Qui c’è un disegno di Dio che coinvolge tutte le genti che saranno testimoni della gloria di Dio. Che cos’è la gloria di Dio? Essa è la manifestazione del progetti di Dio per l’uomo. Dunque questa rivelazione per la vita stessa è qualcosa che non è riservata a qualcuno (il popolo eletto, per esempio), ma tutti i popoli saranno offerta al Signore. Ed è significativo che tutto questo avvenga sul monte di Gerusalemme, la “città della pace”: se c’è un disegno di salvezza che coinvolge tutti gli uomini, questo deve essere un disegno di vita e di pace.

Come si fa a sperare e a credere in questa visione? Paolo, nella lettera ai Romani, ci ricorda la fede di Abramo: egli diventa nostro padre nella fede perché proprio il virtù di essa egli per primo ha ricevuto promessa ed eredità (promessa di un popolo numeroso ed eredità di un figlio e di una discendenza).

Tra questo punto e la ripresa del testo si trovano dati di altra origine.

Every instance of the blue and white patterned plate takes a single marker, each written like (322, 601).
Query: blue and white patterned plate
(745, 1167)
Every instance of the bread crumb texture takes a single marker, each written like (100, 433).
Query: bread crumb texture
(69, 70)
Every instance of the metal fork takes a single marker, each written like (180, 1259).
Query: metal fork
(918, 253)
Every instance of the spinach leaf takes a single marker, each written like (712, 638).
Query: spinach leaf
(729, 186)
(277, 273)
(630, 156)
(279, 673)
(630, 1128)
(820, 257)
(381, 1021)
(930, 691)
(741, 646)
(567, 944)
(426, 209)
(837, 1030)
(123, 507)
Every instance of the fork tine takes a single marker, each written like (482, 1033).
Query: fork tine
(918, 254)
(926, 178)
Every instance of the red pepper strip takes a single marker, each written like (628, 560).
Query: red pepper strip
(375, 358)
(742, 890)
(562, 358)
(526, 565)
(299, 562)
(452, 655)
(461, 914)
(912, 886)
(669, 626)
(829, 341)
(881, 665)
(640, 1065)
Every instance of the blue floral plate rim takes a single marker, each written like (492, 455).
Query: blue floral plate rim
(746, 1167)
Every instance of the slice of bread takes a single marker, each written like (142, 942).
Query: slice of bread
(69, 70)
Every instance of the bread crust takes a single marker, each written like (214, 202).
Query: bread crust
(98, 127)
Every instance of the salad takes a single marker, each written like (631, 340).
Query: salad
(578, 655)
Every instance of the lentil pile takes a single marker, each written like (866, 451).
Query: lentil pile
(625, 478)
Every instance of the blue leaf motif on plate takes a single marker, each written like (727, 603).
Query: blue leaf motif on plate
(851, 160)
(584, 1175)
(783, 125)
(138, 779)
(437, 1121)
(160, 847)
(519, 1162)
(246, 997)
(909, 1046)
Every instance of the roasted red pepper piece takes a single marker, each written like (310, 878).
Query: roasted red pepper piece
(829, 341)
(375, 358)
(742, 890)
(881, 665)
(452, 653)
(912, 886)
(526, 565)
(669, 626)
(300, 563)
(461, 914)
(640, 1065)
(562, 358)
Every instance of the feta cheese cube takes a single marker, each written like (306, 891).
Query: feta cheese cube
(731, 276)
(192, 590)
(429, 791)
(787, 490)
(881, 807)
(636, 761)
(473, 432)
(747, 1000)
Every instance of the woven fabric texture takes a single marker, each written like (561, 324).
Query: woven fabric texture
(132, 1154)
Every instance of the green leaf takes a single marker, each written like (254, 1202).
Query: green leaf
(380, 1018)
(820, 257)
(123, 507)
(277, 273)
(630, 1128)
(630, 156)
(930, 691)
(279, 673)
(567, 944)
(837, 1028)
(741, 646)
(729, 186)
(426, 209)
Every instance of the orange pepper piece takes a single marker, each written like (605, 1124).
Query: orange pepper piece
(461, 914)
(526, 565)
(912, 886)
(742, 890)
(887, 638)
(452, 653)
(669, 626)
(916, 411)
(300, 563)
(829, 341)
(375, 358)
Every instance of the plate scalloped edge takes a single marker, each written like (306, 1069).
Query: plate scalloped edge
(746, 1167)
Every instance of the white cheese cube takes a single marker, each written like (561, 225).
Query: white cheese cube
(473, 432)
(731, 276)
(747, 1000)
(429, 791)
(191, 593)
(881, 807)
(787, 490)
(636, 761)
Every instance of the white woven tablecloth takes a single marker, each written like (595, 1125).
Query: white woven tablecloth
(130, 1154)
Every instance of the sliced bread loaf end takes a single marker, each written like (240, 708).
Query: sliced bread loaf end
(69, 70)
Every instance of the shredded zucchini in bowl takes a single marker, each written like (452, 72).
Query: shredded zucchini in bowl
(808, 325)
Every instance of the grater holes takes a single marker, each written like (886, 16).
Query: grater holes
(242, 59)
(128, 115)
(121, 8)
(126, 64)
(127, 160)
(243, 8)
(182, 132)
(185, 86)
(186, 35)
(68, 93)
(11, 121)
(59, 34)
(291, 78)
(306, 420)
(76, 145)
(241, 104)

Anche noi dunque facciamo parte dell’eredità di Abramo se, come lui, chiediamo il dono della fede e viviamo in essa; perché, come ricorda l’Apostolo, “la legge provoca l’ira” perché da essa si può trasgredire (esempio: il popolo che non risponde osservando fedelmente i comandamenti); ma dalla fede, intesa come dono di Dio, non si trasgredisce, semmai non la si chiede o non la si custodisce.

Il Vangelo ci pone di fronte ad un’altra manifestazione di Gesù e della gloria di Dio. Il Maestro è di nuovo in quella “Galilea delle genti” considerata straniera, infedele e impura dai Giudei e, più precisamente, a Cana. Abbiamo sentito bene le parole di Gesù: in esse viene chiesta a noi una vera e propria conversione, un cambiamento di pensiero.

Se non vedete segni e prodigi, voi non credete”: le parole di Gesù sono precise e gravi di fronte alla disperazione di questo padre. Il principio denunciato da Gesù è questo: VEDERE PER CREDERE. Probabilmente vuole stigmatizzare la richiesta pressante della folla più che mortificare questa richiesta del funzionario del re, dettata dalla viva preoccupazione per la vita del figlio.

Va’, tuo figlio vive”. Quell’uomo credette alla parola che Gesù gli aveva detto e si mise in cammino: la parola semplice di Gesù questa volta suscita la fede nell’uomo che si rimette in cammino con fiducia piena. Dal vedere per credere, denunciato da Gesù, si passa al CREDERE PER VEDERE grazie all’esempio di fede del funzionario del re.

E noi, e io sono uno che ha bisogno di vedere per credere, oppure di credere per vedere?